Fed’s Challenges Go Beyond When to Raise Rates
By Karen Shaw Petrou
As markets have focused monomaniacally on the Federal Market Open Committee, the Federal Reserve System held two little-noticed conferences recently in which every important senior Fed official participated because of the gravity of the events’ topics. Together, the two highly relevant sessions – one focused on financial stability and the other on monetary policy – prompt this provocative question: Does the Fed even matter?  One conference looked at whether the Fed’s vaunted macroprudential regulation – a bedrock reform designed to avert crises – is functional.

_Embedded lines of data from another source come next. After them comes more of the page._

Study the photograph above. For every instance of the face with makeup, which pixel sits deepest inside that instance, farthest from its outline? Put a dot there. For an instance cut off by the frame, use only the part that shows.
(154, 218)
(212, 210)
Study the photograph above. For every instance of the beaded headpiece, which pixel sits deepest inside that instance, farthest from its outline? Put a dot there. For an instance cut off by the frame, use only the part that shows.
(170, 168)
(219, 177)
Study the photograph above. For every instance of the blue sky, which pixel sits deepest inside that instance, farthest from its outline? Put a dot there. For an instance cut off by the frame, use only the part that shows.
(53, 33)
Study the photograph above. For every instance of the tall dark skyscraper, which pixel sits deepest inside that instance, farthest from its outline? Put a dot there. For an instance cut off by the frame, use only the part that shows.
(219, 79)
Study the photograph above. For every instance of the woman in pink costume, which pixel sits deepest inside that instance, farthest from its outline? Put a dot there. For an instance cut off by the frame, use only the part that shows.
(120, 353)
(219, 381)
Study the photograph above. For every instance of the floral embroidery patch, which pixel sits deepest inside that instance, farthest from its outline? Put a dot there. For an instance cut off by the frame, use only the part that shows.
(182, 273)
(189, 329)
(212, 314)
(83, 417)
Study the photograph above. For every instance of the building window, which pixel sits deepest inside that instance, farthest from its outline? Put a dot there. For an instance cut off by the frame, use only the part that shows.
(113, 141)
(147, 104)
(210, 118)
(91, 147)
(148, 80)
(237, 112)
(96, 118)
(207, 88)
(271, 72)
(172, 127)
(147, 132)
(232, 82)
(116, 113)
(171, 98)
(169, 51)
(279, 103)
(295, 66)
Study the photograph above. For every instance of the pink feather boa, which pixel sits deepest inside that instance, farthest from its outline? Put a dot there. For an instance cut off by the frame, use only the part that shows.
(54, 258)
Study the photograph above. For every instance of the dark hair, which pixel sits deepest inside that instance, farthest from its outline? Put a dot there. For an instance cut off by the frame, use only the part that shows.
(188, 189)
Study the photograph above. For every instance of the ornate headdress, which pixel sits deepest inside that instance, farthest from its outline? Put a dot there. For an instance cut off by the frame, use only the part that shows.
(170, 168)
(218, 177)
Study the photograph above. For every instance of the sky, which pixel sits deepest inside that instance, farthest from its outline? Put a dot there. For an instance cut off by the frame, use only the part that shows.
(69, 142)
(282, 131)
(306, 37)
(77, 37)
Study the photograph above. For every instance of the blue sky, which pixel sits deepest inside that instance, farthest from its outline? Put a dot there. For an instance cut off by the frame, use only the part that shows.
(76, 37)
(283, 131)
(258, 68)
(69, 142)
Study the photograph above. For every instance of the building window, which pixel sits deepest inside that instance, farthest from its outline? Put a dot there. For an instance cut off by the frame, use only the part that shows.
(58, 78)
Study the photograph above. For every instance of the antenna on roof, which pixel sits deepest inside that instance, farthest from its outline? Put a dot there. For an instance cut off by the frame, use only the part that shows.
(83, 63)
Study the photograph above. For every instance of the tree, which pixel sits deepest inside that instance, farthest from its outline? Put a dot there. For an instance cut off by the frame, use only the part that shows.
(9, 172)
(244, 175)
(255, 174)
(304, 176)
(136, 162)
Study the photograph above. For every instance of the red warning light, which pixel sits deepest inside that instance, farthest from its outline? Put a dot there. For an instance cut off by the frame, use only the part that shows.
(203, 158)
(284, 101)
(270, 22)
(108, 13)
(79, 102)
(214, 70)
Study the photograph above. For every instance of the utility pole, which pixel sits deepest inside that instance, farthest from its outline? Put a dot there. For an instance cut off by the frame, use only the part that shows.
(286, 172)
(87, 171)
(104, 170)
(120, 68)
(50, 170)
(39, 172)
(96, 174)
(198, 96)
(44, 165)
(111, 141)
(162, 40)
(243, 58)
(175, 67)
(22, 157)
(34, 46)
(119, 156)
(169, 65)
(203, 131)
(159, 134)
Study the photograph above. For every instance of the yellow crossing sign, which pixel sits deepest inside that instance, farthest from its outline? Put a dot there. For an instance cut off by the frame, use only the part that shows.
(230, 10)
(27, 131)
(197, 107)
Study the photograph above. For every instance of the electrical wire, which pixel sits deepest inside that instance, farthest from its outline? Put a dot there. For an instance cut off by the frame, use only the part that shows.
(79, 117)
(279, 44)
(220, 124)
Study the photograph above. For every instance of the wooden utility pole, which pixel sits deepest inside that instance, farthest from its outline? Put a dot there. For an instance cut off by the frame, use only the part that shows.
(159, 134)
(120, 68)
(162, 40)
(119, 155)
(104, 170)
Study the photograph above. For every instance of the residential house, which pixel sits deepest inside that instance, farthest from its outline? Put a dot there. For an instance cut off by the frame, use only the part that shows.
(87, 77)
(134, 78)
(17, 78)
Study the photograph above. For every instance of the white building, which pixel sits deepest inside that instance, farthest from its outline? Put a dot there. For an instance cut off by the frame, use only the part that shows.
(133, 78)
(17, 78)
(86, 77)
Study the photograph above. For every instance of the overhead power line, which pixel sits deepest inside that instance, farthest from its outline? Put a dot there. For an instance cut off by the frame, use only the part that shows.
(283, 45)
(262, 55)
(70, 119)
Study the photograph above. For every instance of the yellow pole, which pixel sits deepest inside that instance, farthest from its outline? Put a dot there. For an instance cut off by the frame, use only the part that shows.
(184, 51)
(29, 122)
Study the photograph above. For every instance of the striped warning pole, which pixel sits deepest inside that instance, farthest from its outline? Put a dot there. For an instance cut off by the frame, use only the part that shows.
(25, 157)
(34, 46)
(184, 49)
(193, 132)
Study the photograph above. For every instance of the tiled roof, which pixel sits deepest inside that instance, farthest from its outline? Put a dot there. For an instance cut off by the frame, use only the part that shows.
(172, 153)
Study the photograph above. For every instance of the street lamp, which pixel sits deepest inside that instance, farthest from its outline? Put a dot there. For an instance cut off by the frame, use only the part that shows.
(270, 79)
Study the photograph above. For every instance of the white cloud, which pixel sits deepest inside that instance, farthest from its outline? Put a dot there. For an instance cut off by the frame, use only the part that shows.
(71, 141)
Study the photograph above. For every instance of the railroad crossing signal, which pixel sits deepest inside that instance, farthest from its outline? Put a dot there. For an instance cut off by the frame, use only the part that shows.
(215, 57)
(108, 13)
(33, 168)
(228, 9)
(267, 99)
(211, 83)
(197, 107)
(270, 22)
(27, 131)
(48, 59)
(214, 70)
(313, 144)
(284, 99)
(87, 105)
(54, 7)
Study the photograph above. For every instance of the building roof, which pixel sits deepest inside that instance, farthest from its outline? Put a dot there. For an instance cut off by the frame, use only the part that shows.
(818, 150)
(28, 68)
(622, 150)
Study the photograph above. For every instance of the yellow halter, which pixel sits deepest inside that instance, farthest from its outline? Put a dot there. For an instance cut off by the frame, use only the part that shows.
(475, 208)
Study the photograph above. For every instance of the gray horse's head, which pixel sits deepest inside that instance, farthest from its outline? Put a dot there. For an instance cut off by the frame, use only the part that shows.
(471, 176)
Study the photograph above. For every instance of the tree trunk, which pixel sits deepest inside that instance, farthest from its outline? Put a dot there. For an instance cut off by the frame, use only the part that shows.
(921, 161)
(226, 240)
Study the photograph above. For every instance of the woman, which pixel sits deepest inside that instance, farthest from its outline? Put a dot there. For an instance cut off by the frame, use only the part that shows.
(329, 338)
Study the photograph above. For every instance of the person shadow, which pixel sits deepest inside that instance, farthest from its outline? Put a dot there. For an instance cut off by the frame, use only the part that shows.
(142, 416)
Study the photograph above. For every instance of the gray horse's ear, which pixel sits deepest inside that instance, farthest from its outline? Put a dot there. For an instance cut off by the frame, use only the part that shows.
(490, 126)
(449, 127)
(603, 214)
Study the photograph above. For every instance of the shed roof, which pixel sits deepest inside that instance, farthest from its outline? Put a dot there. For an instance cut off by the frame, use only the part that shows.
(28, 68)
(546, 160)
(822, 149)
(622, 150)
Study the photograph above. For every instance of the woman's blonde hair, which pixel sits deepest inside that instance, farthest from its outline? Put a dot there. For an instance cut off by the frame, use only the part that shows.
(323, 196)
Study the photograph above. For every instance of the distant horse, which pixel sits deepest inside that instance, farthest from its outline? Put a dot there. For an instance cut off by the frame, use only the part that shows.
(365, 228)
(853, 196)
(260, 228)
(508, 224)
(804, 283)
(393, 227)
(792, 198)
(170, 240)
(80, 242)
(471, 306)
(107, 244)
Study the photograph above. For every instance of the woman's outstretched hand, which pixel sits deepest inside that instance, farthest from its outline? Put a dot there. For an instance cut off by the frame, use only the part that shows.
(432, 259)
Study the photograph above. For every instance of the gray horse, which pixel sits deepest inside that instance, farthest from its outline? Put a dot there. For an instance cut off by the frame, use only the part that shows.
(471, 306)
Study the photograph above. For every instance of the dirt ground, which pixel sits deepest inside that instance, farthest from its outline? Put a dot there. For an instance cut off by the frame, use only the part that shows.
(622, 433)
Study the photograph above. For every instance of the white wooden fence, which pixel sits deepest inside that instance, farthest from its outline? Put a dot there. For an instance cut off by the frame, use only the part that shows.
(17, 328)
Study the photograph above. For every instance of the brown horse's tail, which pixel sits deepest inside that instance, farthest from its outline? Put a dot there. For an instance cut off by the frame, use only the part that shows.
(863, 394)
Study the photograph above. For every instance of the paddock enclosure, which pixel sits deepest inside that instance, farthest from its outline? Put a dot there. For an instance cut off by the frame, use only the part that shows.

The other targeted an equally critical and even more immediate concern: whether the Fed can still transmit its monetary policy edicts because financial markets have changed so profoundly so fast. Both of these questions arise because big commercial banks just aren’t what they used to be, with nonbanks increasingly taking over market share. The latest global data show systemic-sized nonbanks now control $14.2 trillion in U.S. assets – and that’s a walloping underestimate because it leaves out the government-sponsored enterprises and critical nonbank functions such as the payment system.  If the Fed can’t ensure financial stability or set monetary policy, then what good is it? We need a functional Fed, but that means the Fed must quickly reckon with the new financial market created in large part by its own rules.